What Can Epidemiological Studies Tell Us about the Impact of Chemical Mixtures on Human Health?


Table 1. Description and examples of questions related to chemical mixtures and human health that epidemiological studies can address.
Question Examples and Methods Challenges
What are the health effects of individual chemicals within a mixture?
  • Quantified the association between prenatal exposure to 52 endocrine-disrupting chemicals and children’s autistic behaviors using semi-Bayesian shrinkage methods (Braun et al. 2014).
  • Used elastic net to examine the association between 16 prenatal exposures and birth weight (Lenters et al. 2015).
  • Examined the association between 188 environmental factors and serum lipid levels using an environment-wide association study (Patel et al. 2012).
  • Some approaches may not adequately address copollutant confounding.
  • Multiple comparisons.
  • Disentangling the effect of highly correlated copollutants.
What are the interactions between chemicals within a mixture?
  • Determined if the neurotoxic effects of lead were greater among children with higher manganese exposure using product interaction terms (Claus Henn et al. 2012).
  • Identified and examined interactions between multiple metal biomarkers and child mental development using Bayesian kernel machine regression (Bobb et al. 2015).
  • Difference in toxicologic and epidemiologic definitions of interaction (Howard and Webster 2013).
  • Multiple comparisons.
  • Imprecise effect estimates and reduced statistical power for detecting interactions.
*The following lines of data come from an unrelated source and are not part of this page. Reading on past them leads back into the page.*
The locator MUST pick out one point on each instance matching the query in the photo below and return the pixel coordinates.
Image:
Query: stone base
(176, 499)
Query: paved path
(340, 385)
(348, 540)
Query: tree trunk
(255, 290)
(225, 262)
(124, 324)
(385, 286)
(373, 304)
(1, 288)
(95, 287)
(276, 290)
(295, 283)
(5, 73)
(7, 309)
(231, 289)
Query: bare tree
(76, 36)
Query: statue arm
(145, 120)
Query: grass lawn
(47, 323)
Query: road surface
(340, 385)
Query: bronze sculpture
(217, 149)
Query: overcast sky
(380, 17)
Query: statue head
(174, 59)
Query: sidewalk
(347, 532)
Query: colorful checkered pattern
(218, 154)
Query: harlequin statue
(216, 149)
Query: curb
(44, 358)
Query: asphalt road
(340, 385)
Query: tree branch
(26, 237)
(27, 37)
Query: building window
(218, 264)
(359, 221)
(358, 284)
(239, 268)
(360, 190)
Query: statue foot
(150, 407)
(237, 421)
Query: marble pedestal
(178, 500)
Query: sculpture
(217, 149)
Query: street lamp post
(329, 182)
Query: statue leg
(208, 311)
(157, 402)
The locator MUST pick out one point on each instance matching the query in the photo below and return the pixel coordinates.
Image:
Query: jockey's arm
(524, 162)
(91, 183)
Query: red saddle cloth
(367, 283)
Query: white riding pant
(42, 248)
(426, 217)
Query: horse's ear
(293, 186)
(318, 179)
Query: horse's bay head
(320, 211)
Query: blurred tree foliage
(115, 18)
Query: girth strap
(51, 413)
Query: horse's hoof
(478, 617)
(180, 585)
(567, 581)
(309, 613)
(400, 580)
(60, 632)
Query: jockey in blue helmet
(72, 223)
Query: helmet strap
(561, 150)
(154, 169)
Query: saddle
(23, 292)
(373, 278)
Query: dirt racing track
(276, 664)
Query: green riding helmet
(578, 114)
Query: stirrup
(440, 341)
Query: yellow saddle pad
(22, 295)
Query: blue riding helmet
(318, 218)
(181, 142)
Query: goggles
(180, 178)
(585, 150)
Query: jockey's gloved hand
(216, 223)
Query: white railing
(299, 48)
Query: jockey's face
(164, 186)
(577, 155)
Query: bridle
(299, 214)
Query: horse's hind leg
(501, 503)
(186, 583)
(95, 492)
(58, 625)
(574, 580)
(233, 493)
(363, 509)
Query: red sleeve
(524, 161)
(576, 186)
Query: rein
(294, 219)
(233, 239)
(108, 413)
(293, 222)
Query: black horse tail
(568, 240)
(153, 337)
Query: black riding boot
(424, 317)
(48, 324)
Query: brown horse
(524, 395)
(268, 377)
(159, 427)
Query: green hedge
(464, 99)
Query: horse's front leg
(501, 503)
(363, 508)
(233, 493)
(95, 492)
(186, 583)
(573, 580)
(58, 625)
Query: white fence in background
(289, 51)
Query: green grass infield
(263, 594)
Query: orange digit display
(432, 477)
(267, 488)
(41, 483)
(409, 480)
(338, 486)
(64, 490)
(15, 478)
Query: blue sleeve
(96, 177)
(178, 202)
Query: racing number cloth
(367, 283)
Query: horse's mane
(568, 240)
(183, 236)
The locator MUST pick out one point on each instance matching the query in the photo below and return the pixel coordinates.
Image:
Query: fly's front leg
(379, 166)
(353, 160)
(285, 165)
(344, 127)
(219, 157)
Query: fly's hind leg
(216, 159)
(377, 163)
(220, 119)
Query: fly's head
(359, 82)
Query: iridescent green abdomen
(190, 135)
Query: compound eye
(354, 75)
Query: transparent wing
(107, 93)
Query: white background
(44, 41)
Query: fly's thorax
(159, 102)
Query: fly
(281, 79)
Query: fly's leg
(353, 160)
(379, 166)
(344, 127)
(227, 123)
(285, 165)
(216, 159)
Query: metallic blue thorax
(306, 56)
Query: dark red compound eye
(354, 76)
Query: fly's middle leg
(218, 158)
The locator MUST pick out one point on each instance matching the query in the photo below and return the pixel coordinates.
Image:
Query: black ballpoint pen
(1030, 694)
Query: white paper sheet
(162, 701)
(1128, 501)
What is the health effect of cumulative chemical exposure?
  • Examined the relationship between child anthropometry and exposure to dioxins using a toxic equivalency summary measure (Burns et al. 2011).
  • Estimated the association between different chemical classes and non-Hodgkin lymphoma using weighted quantile sum regression (Czarnota et al. 2015).
  • Used principal components analysis to examine the association between phthalate exposures and child anthropometry (Maresca et al. 2015).
  • Verifying the assumption of no interaction between individual components.
  • Estimating cumulative exposure metrics for specific health outcomes.
  • Availability of information to create biologically weighted summary measures.
  • Interpretation of results from more complex statistical methods.